• Fri
  • Nov 28, 2014
  • Updated: 1:47pm

From start to finish, Fownes forces rivals to play catch-up

PUBLISHED : Wednesday, 04 July, 2007, 12:00am
UPDATED : Wednesday, 04 July, 2007, 12:00am

If they were betting on the trainers' premiership at this time last year, the quinella of Caspar Fownes and Paul O'Sullivan would have been at decent odds because of the John Size factor. The champion Australian horseman had been in Hong Kong just five seasons for four championships and runner-up to Tony Cruz in his record 2004-05 term.


But Size endured the quietest of his six terms to wind up in ninth place with 32 winners - his previous worst was 50 - and his 2006 rival, John Moore, was beset with a series of setbacks to the health of the team.


In contrast, Fownes, in his fourth term since being licensed in 2003, hit the ground running, winding up with 61 winners.


O'Sullivan was really the only possible rival for Fownes from a long way out but, in the same way that Douglas Whyte proved too strong in the jockeys' title chase, Fownes ruthlessly edged clear and rammed home the advantage in the closing meetings.


Ultimately, the difference between the pair was the way they handled the city circuit at Happy Valley. For Fownes, it was the foundation of his championship, winning 33 races on the idiosyncratic track at a strike rate of 17 per cent.


If that was where Fownes won the title it was also where O'Sullivan lost it, winning just six races at Happy Valley from 114 runners (5.3 per cent), though two of his 'winners' had it taken off them on protest in the stewards room. However, at Sha Tin, O'Sullivan was supreme.

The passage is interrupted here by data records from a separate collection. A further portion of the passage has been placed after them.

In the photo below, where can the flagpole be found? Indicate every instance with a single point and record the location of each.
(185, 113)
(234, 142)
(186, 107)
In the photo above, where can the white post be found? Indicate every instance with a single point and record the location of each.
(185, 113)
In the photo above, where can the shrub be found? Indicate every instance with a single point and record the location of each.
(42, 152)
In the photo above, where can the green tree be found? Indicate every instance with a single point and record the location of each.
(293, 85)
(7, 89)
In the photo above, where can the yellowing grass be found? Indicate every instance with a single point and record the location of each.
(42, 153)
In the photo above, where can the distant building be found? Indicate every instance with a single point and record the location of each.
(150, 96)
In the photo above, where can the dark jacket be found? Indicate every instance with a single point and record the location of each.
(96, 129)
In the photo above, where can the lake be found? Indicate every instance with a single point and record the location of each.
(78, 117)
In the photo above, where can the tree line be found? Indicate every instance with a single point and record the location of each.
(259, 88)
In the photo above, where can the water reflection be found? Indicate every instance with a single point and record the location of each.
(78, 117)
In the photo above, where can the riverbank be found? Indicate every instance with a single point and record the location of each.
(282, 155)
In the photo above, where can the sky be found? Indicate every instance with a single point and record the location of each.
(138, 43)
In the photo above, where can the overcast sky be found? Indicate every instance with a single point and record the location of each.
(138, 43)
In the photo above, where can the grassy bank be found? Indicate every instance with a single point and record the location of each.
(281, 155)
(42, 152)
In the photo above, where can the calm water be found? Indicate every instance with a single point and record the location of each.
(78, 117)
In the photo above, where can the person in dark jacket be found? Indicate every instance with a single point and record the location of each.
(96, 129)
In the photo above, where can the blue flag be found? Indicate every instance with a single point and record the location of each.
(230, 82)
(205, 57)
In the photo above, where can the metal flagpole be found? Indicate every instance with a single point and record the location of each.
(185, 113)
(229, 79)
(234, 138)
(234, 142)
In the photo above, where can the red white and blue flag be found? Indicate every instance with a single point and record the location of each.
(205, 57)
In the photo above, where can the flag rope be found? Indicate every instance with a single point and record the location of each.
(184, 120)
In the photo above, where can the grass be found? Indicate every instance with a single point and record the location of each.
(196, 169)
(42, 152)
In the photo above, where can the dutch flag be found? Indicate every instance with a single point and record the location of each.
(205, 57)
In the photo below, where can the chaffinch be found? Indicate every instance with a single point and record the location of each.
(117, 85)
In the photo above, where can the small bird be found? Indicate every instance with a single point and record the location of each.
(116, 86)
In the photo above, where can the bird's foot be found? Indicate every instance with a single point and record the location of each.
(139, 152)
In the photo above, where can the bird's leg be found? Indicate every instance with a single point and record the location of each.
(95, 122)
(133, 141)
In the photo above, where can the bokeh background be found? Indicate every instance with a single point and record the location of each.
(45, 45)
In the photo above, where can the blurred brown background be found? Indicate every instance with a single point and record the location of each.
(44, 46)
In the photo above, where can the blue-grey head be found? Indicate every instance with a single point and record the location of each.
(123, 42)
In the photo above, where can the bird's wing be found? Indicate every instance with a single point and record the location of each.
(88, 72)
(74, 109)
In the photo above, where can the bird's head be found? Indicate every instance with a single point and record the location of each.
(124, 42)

He trained 46 winners from 287 starts at a strike rate of 16 per cent, putting Fownes (28 from 402, SR 7 per cent) in the shade.


When O'Sullivan reflects on a great season and on how he might improve next term, his approach to Happy Valley must be at the forefront of his thinking.


With only 114 starters on the island course, O'Sullivan seems to be deliberately avoiding Happy Valley in favour of the wide, open spaces at Sha Tin and it will have to be a policy he revisits if he wants to become number one.


Tony Cruz, who finished third to Size and Moore in 2006, maintained that position on the ladder, despite training 10 winners fewer. However, it was very much a building year for Cruz, highlighted by his late-term win with exciting private purchases like Royal Prince, Helene Brilliant, Survey Survey and Leading Ahead.


Dennis Yip Chor-hong had another solid and admirable year, with perhaps his signature horse being Down Town, a former West Australian racer who went through most of the season and competed from 1,000 to 2,000m. Yip also had the most runners of any trainer (590), although it was in dispute until the last meeting with Fownes starting 588.


Almond Lee Yee-tat was the big improver, from 27 winners and 11th place in 2006 to 44 winners and fifth place this term, vindicating all the confidence placed in him by his former boss, two-time champion David Hayes.


Moore had a quiet term by his championship standard, finishing sixth with 40 wins, but he got the money when it counted and completed the term as leading trainer by prize money once again, with the barn earning HK$63.92 million.


The Mr Consistency award goes to Ricky Yiu Poon-fie, whose small team reaped 24 wins - but it was achieved from just 181 runners, at a benchmark-setting strike rate of 13.3 per cent.